Compliance doesn’t have to be difficult. In fact, many aspects are just good design for all. What else do you know? Add a comment below.



  1. Nice post, Stephanie. One clarification: Not all federal agencies are required to be 508 compliant. For example, the US Congress and Judiciary are not required to be 508 compliant. GSA has a few reports about this that are quite good.

    1. In general, most people struggle to balance aesthetics and Section 508 compliance when working within the federal sector. This is a great post and I love the tip about the hidden table of raw data points. Very creative! The more solutions we have in our toolkits the better. Just one clarification to Jon’s clarification, however–while the law may not apply to the legislative or judicial branches of government, all federal executive agencies must adhere to Section 508 when they develop, procure, maintain, or use electronic and information technology.

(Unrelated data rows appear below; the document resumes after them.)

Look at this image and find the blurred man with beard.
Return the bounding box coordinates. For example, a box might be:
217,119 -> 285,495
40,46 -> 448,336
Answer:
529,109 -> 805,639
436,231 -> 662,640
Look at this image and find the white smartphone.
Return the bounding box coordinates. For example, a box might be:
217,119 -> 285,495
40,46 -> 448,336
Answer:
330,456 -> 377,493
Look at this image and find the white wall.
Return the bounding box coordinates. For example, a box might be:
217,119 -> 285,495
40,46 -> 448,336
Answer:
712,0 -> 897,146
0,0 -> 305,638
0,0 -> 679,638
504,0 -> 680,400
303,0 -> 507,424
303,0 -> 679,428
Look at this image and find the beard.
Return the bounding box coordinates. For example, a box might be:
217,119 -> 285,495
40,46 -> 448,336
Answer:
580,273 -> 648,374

The idea is to ensure that both (1) individuals with disabilities who are Federal employees and (2) individuals with disabilities who are members of the public have access to and use of information and data in a way that is comparable to their access and use by such Federal employees and members of the public who are not individuals with disabilities. Section 508 accessibility standards will continue to impact the work of most contractors when the client is the federal government, particularly when developing materials or products that are to be published on federal agency websites. While Section 508 does not apply to the private sector, there is definitely a strong moral and business case to trying to make information and data as accessible as possible so as not to deprive people of the knowledge they seek. Many states have also passed legislation requiring electronic and information technology accessibility so those requirements may need to be considered as well.

      1. Thanks for clarifying the clarification, Azadeh. Your points on 508 compliancy as it relates to federal agencies is spot on.
        Stephanie, great post. You’ve provided a better way for me to relay data!!!

  2. I love the tip to color code the title to match the chart. Unfortunately, I probably won’t be able to use it in reports…the people I work for prefer shorter summary-type titles to longer descriptive titles. I’m working on it and will one day win them over.

  3. Great post! I cringed at your observation to use the built in header elements. I’m guilty of using text boxes, because I can’t get Excel to make the header as long or wide as I want it. I end up just making a text box so the header doesn’t look choppy.

  4. Always great to help people understand how to make our documents easier to understand. In PowerPoint, you can add Alt Text to a graph, an image,a shape, and other slide elements. When you save it as a PDF, these tags get automatically saved in the PDF, so you don’t have to go through the extra steps listed. You can also set the order that elements are read in a PDF in PowerPoint by moving the elements forward or backward using the Selection & Visibility Pane. The reading order seems to be from the back most element to the front most element. In Acrobat, there is a Read Out Loud feature that can help you test what will be read from a PDF. It works for me in Acrobat Pro but not in Adobe Reader for some reason (may be a system setup issue on my side).

  5. Thanks – very informative. Not sure what your objections to the recommended fonts are, but I would like to say that Arial and Times Roman are the most readable to many of us who wear glasses.

    1. That’s good to know, Maureen. I’d love to see more research around that. My main critique with those fonts is that they are default – and so make you look default when you use them.